Eine ganz konkrete, persönliche Drohung.
Sicherlich sinnlos, den Anruf zurückverfolgen lassen zu wollen. Außerdem: Zur Polizei gehen konnte er ohnehin nicht.
Internationaler Haftbefehl.
Wir kriegen dich.
Du weißt, was Verrätern blüht.
Ehrlich gestanden: nein.
Verhaftung, Prozess, mit Pech lebenslänglich.
In diesem Anruf klang das nach noch etwas ganz anderem.
Her mit dem Kontakttelefon.
Als er versuchte, die Nachricht zu tippen, merkte er, wie sehr seine Finger zitterten.
Schluss mit Tippen.
Er eilte aus den Büroräumen ins Treppenhaus.
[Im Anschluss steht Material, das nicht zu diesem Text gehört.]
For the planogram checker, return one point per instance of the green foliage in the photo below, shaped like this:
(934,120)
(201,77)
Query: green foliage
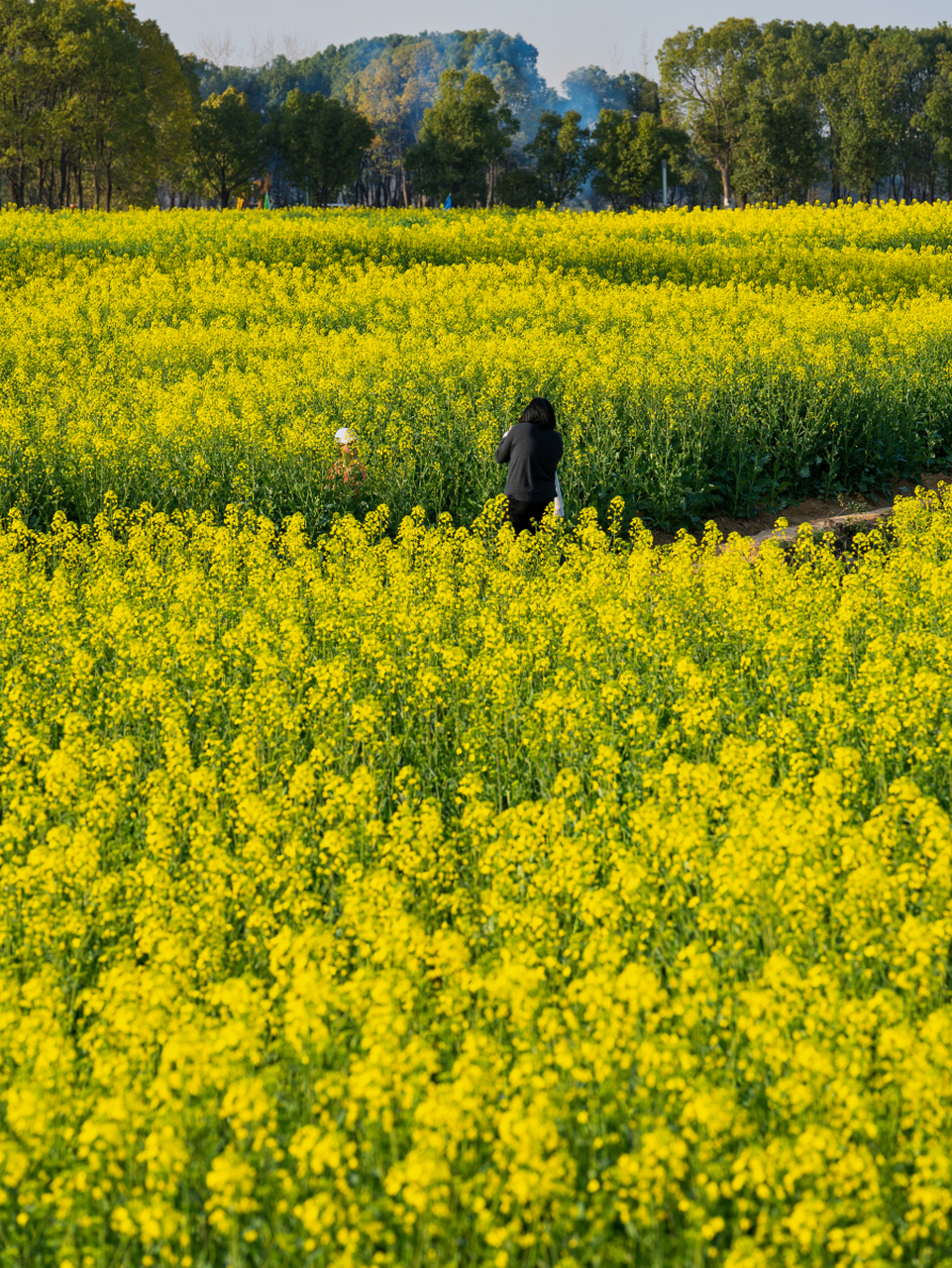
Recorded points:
(89,96)
(321,143)
(706,76)
(227,144)
(562,154)
(629,153)
(464,134)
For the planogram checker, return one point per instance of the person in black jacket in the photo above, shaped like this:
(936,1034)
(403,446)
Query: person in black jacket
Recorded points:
(533,449)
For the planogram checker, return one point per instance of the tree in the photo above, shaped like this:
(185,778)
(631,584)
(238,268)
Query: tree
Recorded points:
(393,93)
(706,76)
(628,155)
(321,143)
(864,99)
(463,137)
(562,154)
(590,89)
(227,144)
(937,111)
(779,153)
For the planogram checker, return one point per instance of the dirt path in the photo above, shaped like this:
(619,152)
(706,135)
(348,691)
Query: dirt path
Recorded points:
(819,514)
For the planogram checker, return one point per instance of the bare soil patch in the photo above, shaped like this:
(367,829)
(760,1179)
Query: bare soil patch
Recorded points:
(820,514)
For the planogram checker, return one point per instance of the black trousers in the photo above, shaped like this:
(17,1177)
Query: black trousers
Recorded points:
(525,516)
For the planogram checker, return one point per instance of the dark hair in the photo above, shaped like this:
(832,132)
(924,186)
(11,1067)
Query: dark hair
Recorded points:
(540,412)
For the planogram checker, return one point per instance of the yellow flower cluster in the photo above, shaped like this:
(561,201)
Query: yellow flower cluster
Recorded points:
(441,898)
(697,361)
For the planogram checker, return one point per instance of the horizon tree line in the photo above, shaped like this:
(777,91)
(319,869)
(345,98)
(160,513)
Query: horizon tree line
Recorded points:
(98,105)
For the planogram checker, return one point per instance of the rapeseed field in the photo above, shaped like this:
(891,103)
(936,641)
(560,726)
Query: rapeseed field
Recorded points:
(701,362)
(389,891)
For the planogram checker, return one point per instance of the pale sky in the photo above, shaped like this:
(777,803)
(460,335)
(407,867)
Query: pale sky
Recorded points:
(610,33)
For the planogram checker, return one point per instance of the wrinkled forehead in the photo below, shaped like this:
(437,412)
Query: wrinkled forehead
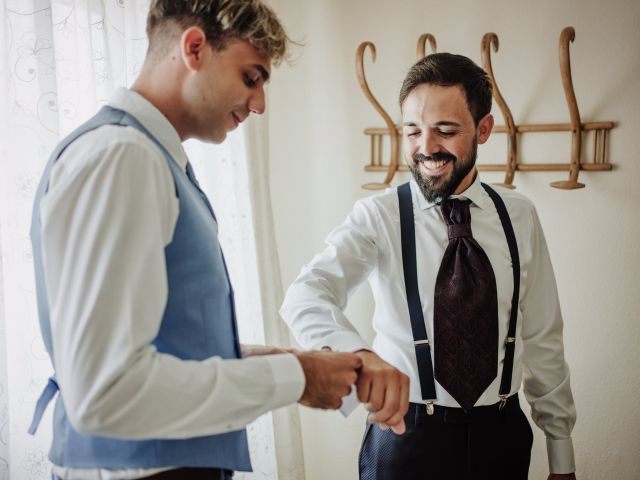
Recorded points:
(433,103)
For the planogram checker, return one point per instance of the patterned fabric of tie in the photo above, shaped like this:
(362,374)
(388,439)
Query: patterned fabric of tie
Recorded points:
(465,319)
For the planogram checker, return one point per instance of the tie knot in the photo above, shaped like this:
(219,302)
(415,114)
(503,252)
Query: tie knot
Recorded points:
(458,217)
(456,212)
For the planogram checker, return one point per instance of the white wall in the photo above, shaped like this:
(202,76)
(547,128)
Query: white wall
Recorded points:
(318,151)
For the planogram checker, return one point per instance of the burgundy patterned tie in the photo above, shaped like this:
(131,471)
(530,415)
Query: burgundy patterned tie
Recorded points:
(465,321)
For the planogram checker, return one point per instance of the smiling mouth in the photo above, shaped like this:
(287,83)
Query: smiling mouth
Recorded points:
(434,166)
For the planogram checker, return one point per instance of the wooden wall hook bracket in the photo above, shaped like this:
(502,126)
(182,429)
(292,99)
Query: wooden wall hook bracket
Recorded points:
(376,140)
(488,40)
(568,35)
(422,44)
(600,129)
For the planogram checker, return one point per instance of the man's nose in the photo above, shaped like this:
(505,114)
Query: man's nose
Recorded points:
(257,101)
(429,143)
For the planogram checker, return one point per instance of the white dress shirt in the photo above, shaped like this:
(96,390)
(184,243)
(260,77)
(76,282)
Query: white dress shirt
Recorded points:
(110,211)
(367,247)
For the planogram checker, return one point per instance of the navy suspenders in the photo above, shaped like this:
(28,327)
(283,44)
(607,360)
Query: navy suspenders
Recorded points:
(420,338)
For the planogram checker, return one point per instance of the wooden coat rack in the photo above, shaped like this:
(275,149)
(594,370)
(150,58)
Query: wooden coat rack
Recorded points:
(513,131)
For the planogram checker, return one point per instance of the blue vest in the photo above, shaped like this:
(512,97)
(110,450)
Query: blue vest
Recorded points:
(198,323)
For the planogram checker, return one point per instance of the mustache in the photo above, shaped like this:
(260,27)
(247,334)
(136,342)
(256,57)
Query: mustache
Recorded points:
(436,157)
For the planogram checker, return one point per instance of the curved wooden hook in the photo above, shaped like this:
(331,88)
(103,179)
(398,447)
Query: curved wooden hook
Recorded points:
(512,146)
(567,36)
(422,44)
(393,133)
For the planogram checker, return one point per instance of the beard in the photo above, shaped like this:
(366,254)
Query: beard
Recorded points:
(436,188)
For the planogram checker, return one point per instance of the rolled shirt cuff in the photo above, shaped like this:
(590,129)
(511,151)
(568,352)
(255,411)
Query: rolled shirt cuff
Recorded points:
(345,341)
(288,376)
(561,456)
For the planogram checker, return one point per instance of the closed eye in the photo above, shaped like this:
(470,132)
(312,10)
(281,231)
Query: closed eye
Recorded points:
(446,133)
(250,81)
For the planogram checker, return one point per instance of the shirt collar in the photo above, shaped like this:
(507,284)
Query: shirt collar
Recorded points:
(153,120)
(475,193)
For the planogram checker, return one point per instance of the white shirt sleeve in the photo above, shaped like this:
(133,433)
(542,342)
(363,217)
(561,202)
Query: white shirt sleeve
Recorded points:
(109,213)
(546,374)
(314,304)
Wählte dabei die eingespeicherte Nummer.
Freizeichen.
Immerhin. Nicht tot.
Freizeichen.
»Hallo, VidSelf – Ihr Codename hier, Sie wissen schon. Hier spricht Ted. Vielleicht erinnern Sie sich. Wir haben uns einmal gesehen, als Ihre Stimme abgeglichen wurde. Was kann ich für Sie tun?«
Steve war überrascht, tatsächlich so schnell jemanden zu hören. Noch dazu jemanden, den er kannte. Er erinnerte sich an Ted.
Nach der Schrecksekunde erzählte er ihm von dem Anruf, den er eben erhalten hatte.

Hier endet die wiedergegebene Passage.